When I was young, despite coming from a family of obsessive and prolific gardeners, I resented working the land because I couldn’t see the purpose beyond the plants. This past year working with Grow Appalachia has sparked in me a much deeper understanding of why all those days toiling under hot sun and tough soil are so essential, so necessary. Because not only do those days give us that extra food to put on our tables when times are tough and grocery stores scarce, they give us a collective project in which all hands and minds are valued. From the six year old girl who helped me plant some less-than straight rows of onions to the older West Virginians who have taught me what plants will best nourish each other, every time I garden here I seem to connect to someone who teaches me something new.

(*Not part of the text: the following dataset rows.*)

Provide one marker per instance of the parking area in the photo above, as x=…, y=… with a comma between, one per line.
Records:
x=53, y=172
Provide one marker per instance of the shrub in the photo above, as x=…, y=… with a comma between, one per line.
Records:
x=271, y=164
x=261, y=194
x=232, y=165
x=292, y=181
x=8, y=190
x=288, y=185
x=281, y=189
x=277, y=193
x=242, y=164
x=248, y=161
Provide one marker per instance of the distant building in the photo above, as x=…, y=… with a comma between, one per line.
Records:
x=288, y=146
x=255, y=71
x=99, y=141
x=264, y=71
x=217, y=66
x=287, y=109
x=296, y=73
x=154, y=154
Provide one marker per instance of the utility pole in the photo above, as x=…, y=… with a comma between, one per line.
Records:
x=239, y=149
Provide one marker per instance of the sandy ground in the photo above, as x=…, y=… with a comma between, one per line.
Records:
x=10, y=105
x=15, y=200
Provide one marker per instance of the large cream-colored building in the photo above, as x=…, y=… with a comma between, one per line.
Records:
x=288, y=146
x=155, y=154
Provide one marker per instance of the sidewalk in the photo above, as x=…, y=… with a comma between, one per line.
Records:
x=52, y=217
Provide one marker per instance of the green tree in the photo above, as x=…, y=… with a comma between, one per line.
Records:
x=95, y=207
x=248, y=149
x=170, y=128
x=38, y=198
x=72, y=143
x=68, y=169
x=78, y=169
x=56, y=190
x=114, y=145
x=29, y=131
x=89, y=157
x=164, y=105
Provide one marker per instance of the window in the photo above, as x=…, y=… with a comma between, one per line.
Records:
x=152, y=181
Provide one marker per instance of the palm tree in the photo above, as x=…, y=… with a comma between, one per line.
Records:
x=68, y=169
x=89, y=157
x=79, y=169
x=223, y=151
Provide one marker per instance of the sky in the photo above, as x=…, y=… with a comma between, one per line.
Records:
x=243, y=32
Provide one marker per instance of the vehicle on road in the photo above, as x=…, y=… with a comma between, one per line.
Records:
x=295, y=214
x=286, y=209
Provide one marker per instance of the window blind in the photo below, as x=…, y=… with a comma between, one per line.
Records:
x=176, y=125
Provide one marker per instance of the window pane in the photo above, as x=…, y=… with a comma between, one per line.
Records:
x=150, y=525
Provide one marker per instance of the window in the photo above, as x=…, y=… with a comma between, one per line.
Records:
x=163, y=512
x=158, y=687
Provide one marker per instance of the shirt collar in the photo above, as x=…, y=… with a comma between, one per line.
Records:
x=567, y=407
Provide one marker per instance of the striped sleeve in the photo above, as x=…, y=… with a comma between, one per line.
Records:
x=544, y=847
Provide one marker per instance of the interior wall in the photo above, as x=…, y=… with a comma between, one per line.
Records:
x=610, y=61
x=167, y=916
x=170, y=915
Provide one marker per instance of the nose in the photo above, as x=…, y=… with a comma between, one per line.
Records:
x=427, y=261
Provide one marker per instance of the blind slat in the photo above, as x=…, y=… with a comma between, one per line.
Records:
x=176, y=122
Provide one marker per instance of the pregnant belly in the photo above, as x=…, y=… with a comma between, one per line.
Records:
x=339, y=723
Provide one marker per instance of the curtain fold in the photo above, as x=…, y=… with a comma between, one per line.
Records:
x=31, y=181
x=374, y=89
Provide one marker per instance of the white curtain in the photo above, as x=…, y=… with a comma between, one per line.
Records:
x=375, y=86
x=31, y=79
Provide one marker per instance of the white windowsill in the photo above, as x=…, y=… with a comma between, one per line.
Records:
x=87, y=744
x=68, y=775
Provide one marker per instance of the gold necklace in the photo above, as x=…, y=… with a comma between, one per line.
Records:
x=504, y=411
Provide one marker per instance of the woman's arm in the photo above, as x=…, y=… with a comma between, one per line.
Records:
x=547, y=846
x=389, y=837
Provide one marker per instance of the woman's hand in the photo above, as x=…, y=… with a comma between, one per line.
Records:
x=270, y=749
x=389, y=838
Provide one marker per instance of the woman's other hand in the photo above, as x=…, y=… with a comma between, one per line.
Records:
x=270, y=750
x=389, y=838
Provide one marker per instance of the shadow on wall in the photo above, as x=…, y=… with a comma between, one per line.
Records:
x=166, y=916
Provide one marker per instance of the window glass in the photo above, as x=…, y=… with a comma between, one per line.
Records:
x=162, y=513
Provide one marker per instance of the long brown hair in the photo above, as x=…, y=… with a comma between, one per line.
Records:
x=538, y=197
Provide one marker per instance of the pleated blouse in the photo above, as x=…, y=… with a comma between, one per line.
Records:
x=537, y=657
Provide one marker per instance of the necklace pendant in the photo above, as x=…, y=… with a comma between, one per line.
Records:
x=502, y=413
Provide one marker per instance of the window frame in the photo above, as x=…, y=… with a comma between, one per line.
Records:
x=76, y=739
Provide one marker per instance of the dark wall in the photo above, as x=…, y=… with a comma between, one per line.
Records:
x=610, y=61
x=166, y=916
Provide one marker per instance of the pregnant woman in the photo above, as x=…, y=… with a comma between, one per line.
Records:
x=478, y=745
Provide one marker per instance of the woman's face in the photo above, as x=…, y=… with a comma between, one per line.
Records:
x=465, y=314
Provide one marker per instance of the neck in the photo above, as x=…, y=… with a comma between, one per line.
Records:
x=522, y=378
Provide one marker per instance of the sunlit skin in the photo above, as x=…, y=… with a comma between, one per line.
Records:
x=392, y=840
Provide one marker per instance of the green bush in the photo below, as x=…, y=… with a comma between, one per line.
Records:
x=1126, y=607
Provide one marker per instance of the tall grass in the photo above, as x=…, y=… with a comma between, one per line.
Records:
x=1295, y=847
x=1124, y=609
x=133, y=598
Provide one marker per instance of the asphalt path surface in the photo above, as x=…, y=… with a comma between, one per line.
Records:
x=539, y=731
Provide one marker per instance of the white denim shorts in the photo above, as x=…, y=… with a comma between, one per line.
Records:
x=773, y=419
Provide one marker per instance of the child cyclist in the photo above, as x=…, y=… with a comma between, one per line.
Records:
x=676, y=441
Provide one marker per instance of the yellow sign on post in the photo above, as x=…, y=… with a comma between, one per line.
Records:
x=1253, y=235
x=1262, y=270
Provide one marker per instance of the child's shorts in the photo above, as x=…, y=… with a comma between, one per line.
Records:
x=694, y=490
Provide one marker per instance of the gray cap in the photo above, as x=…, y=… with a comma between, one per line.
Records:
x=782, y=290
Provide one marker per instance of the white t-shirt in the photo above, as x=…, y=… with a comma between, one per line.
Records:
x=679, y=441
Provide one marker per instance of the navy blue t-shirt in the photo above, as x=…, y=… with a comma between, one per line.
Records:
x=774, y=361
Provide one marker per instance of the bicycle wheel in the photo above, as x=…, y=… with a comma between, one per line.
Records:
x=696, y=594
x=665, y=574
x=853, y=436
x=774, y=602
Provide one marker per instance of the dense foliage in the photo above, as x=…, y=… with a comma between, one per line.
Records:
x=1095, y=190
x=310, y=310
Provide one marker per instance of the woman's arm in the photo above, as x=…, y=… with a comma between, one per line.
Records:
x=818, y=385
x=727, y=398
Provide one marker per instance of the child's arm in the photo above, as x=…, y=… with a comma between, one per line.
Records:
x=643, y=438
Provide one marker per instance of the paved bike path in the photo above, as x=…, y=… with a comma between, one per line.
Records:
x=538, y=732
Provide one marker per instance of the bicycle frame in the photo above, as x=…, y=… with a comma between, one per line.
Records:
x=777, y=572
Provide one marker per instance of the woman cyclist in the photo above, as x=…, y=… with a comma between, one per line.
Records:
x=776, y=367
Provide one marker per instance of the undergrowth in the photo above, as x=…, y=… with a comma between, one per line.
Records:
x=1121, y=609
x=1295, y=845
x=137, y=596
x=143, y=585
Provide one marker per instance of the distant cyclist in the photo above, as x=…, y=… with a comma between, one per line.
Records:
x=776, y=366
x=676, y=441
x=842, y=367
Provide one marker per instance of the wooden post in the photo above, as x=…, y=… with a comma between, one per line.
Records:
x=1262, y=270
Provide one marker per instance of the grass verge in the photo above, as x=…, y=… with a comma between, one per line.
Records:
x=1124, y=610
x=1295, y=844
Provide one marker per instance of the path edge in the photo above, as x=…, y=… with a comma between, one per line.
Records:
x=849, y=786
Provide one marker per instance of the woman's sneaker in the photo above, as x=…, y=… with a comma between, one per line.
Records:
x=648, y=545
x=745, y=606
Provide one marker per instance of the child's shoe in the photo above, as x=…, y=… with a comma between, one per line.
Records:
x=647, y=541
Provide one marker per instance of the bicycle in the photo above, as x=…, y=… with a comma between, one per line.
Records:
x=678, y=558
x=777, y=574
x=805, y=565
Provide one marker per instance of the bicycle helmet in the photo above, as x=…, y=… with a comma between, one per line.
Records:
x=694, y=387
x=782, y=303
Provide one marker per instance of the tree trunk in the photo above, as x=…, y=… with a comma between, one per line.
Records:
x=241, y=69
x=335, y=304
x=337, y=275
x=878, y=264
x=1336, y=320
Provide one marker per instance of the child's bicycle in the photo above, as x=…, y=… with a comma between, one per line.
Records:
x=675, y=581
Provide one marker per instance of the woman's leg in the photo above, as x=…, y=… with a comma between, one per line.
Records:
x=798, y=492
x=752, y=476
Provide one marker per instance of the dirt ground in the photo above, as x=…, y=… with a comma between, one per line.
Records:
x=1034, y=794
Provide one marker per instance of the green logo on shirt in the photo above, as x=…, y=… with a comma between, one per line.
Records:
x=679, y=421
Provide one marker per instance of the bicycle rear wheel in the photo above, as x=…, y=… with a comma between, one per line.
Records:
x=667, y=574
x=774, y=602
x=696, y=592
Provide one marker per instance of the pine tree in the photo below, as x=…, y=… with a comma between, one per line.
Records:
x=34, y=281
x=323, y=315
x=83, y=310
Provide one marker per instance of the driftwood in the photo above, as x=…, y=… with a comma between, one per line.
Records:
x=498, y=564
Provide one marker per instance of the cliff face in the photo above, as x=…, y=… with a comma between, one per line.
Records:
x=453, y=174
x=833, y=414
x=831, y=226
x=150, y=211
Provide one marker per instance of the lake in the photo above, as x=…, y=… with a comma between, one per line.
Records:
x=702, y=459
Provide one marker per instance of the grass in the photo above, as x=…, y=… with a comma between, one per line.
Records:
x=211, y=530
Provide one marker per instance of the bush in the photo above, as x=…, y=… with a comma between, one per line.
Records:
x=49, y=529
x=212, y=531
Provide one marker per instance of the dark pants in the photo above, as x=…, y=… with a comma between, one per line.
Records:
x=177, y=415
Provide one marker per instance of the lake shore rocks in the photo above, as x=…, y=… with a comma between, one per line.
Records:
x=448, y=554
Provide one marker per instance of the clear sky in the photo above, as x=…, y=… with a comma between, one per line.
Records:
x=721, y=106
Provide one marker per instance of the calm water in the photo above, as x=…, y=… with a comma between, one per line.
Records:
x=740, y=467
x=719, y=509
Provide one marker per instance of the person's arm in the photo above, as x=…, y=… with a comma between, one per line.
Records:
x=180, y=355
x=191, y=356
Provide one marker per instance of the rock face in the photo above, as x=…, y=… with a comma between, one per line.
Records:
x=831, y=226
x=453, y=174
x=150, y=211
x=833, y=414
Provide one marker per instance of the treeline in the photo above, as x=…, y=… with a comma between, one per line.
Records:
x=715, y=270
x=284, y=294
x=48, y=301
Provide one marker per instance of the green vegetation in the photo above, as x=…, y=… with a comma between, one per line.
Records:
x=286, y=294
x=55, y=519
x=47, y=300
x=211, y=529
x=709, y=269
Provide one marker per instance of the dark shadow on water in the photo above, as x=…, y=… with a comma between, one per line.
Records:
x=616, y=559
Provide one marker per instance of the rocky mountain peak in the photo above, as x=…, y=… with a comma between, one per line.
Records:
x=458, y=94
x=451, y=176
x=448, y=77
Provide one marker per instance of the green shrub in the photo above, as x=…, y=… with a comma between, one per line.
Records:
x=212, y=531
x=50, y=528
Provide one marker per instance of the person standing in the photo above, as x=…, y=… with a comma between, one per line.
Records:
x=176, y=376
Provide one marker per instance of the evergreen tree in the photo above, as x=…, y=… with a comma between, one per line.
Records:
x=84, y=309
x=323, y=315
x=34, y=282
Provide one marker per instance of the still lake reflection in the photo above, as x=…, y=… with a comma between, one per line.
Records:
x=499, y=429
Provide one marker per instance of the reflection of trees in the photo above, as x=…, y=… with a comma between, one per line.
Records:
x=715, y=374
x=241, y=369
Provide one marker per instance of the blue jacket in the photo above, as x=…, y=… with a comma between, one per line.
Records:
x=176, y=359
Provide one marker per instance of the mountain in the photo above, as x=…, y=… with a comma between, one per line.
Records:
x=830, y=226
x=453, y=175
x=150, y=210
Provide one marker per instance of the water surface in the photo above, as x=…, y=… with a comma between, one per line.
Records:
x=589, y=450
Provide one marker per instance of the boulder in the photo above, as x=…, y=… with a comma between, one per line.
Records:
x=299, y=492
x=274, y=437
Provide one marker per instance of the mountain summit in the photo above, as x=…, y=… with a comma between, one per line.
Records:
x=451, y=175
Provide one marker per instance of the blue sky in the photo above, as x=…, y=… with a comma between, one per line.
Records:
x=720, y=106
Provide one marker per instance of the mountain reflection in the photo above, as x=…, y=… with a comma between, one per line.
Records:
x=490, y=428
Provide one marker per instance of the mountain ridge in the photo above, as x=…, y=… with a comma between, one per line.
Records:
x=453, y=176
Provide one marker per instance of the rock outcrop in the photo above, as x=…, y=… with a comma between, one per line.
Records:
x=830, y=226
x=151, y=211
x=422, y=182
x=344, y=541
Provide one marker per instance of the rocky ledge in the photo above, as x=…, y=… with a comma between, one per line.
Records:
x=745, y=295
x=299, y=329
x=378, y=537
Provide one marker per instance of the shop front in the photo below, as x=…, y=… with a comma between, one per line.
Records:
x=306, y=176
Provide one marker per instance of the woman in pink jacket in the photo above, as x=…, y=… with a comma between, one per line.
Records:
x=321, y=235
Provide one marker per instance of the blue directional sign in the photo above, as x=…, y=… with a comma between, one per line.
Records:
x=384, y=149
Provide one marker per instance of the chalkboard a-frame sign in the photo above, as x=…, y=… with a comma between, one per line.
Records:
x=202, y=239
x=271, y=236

Every time I get a chance to work in the Pearl S. Buck garden in Hillsboro or the tiny plot outside of Marlinton Middle School I cherish and wait for these moments. Whether it’s a lesson about gathering and frying dandelions from sixth graders or a story about the folk-tales someone’s grandparents told them, I relish the space and time the garden gives us to grow and connect with each other. It’s a kind of collective nourishment we can all share in, regardless of expertise or ability, even if we don’t leave extra for the woodchucks.